Dal punto di vista dell'allenatore o del giocatore, entrare in un campo senza pubblico è come se Frank Sinatra fosse dovuto salire sul palco di un teatro vuoto. Una tristezza assoluta anche per i protagonisti, non solo per il pubblico. Non sono particolarmente interessato al calcio senza pubblico. Ma lo dico da casa mia, senza la responsabilità dei dirigenti di gestire i loro club.
Mai nella mia vita, né come giocatore né come allenatore sono entrato in un campo senza pubblico. Perché anche durante la dittatura militare che vivevamo in Argentina si giocava a calcio e la gente partecipava a vari eventi culturali. Ciò che sta causando la pandemia di Coronavirus è una situazione che non ho mai sperimentato, né nel calcio né in nessun altro ambito della mia vita.
I dirigenti diranno che se i campionati non finiscono in questo modo, sicuramente non avranno abbastanza soldi per pagare i loro giocatori e i dipendenti del club. Ma ricordate che guardare una partita senza pubblico anche in televisione è orribile. Puoi sentire anche il ruomre del piede che calcia il pallone.
Nell'aspetto dell'organizzazione delle Nazionali, non esiste nemmeno un calendario preciso. Nel caso delle squadre Conmebol, le qualificazioni ai Mondiali sono state rinviate al prossimo anno. E quelli di noi che sono coinvolti, come nel mio caso nell'organizzazione del calcio della squadra nazionale, non hanno ancora una data prestabilita.
Possiamo parlare e discutere progetti, ma senza scadenze è molto difficile, che è la stessa cosa che deve accadere ora per la FIFA e le altre federazioni. Tutte le decisioni sono soggette alle previsioni degli scienziati.
Come uomo di calcio, ho l'illusione che questa situazione che stiamo vivendo ci porterà a ripensare i calendari e un'organizzazione mondiale di calcio che è più umana, più equa e meno influenzata dalle decisioni degli uomini d'affari. Ma è difficile discutere le proposte senza scadenze.
Il potere non suggerisce, determina e in questo momento anche Gianni Infantino deve essere più consapevole delle decisioni di scienziati e ministeri che del calcio. Nel mio caso, aspetto sempre il processo decisionale che i ministeri della salute trasmettono e spero in una notizia di speranza, perché se riusciremo a organizzare meglio la tristezza e superare questo virus, sarà più facile organizzare la gioia e attività come il calcio.
In questi giorni provo una profonda tristezza, provo a guardare vecchie partite e finalmente scopro che non mi generano le stesse aspettative di una partita dal vivo con stadi pieni.
Quale sarà l'apertura che la leadership politica ed economica darà al ritorno del calcio? Penso che sia ancora in discussione, non riesco a trovare risposte chiare.
Si discute del ritorno ad allenarsi e compaiono alcuni video delle squadre che lavorano con i loro giocatori dalle loro case. Ma direi anche che ci sono realtà molto diverse perché il calciatore che si allena nella palestra della sua villa non è lo stesso di quello che deve farlo in un bilocale.
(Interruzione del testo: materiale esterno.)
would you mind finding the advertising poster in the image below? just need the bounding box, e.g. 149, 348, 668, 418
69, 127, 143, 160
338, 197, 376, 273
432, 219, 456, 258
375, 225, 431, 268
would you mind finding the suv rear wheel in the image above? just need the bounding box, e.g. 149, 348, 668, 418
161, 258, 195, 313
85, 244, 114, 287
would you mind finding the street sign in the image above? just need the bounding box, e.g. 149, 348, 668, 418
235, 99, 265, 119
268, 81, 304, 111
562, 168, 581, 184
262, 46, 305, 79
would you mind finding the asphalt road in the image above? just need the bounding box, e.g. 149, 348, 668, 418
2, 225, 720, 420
Per concludere, non penso che questa pandemia cambierà radicalmente l'organizzazione del calcio. La passione è ancora presente anche se è contenuta dall'inattività. E il calcio e lo sport hanno sempre più tifosi. Ma oggi le cifre che ci interessano di più non sono quelle del numero di persone che frequentano uno stadio o le cifre per il pubblico delle partite, ma piuttosto quelle dei malati, guariti o uccisi dal Coronavirus.
Anche per quelli di noi che vivono di calcio, oggi le nostre incertezze non passano attraverso il calcio. Ci hanno tolto il pallone. Inoltre, vogliamo che questa pandemia finisca e che la palla torni a rotolare su un campo da gioco. Che possa tornare la gioia negli stadi con la gente".